The last one is perhaps the most interesting, particularly if we’re beginning to see more of it.

Language models are trained on their final results — whether the output was helpful, harmless and honest. It’s rare (and possibly not a good idea) to reward models based on what they put into their reasoning traces. So there’s nothing much keeping the reasoning traces aligned with human language — it is only aligned in as much as the language model generally outputs statistically-realistic human language. It might start using English language words to mean completely different things to what human beings mean by those words.

Language drift like this in human languages is a well known phenomenon. Words like “football” and “biscuit” and “mate” mean different things in Australia, American and British English. If you hear someone from Taiwan talking about how they love their 哥哥 (gēge) they are talking about the family dynamics with their older brother. But in mainland China the one child policy meant that having an older brother is extremely rare, so if you hear 哥哥 there it’s more likely to mean their romantic relationship with an man older than themselves.

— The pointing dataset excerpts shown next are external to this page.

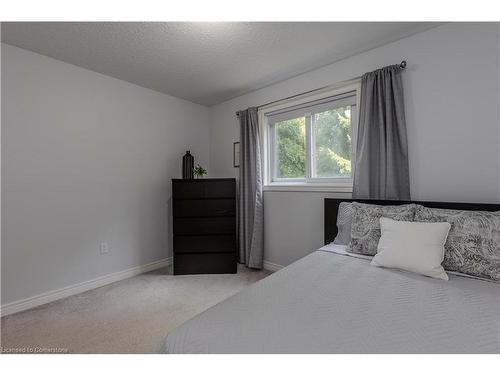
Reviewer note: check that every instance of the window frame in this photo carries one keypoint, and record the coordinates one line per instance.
(309, 183)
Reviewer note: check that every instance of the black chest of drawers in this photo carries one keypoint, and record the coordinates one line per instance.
(204, 225)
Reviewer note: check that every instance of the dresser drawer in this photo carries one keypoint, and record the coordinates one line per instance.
(209, 225)
(195, 189)
(205, 263)
(221, 189)
(208, 207)
(205, 244)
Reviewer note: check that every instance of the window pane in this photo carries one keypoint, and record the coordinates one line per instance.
(291, 148)
(332, 143)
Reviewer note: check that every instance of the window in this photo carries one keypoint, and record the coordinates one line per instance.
(310, 142)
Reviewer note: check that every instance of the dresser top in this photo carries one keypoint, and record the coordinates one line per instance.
(202, 179)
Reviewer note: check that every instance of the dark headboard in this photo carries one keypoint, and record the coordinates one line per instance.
(332, 207)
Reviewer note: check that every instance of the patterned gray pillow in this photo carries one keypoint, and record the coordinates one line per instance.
(473, 244)
(365, 230)
(344, 220)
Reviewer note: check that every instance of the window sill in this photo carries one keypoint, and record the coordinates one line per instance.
(321, 188)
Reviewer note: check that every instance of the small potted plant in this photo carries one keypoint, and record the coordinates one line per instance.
(199, 171)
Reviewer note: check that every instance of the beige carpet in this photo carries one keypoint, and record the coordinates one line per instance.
(130, 316)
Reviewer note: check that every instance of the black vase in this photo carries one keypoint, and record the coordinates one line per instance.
(187, 166)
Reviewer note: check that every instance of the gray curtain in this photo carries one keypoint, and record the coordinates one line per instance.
(381, 167)
(251, 204)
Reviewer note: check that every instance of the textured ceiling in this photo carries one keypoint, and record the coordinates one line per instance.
(205, 63)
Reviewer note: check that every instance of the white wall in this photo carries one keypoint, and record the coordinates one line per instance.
(85, 158)
(452, 107)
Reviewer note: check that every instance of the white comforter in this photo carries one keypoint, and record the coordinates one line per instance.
(331, 303)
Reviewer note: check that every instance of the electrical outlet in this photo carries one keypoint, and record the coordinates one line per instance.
(104, 248)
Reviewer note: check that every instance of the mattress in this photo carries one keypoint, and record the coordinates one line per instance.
(333, 303)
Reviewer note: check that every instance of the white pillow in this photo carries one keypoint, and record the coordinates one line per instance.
(412, 246)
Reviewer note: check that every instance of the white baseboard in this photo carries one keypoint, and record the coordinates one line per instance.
(273, 267)
(41, 299)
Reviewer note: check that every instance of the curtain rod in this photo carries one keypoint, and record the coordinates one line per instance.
(402, 65)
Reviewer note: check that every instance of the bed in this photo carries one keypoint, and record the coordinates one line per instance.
(334, 302)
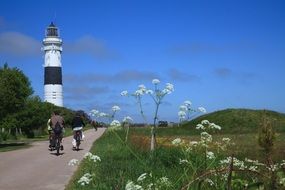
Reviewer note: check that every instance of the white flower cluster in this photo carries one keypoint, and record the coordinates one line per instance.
(92, 157)
(205, 124)
(236, 162)
(73, 162)
(127, 119)
(85, 179)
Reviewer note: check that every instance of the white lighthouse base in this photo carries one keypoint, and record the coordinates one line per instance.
(53, 94)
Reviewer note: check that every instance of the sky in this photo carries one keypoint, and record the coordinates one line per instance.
(217, 54)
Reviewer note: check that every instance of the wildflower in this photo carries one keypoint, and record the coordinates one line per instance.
(73, 162)
(88, 154)
(85, 179)
(116, 108)
(206, 137)
(92, 157)
(201, 109)
(115, 125)
(210, 155)
(211, 183)
(164, 182)
(94, 112)
(205, 122)
(155, 81)
(226, 140)
(124, 93)
(177, 141)
(131, 186)
(200, 126)
(253, 168)
(182, 114)
(127, 119)
(282, 181)
(193, 143)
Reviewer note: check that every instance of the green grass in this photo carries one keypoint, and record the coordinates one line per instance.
(239, 121)
(121, 162)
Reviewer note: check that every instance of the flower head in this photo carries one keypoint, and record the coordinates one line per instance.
(177, 141)
(115, 125)
(85, 179)
(127, 119)
(182, 114)
(73, 162)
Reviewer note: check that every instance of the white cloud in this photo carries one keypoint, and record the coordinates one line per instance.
(90, 46)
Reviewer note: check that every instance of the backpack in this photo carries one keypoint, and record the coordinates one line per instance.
(57, 128)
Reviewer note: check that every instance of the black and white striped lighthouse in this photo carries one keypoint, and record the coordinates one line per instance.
(52, 46)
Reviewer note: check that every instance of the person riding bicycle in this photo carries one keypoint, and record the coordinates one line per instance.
(57, 125)
(77, 125)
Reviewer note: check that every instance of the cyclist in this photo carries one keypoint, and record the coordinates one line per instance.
(77, 125)
(57, 125)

If we keep on training models with longer and longer reasoning opportunities, then the language of LLM reasoning will diverge further away from human language. This being AI, that divergence is likely to happen very fast: months, not centuries as it is for human dialects. (Strictly speaking, this might be called an idiolect — a language only spoken by one person — but if an LLM is doing the talking does that count as a person, and is it still an idiolect when that person gets cloned millions of times per day?)

To understand what LLMs are saying in their reasoning in the future, we will need translators for the language of LLM reasoning (a language that no living human being speaks).

Coincidentally, working out how to provide useful translations of languages that no human being speaks was exactly what the research funding proposal was about.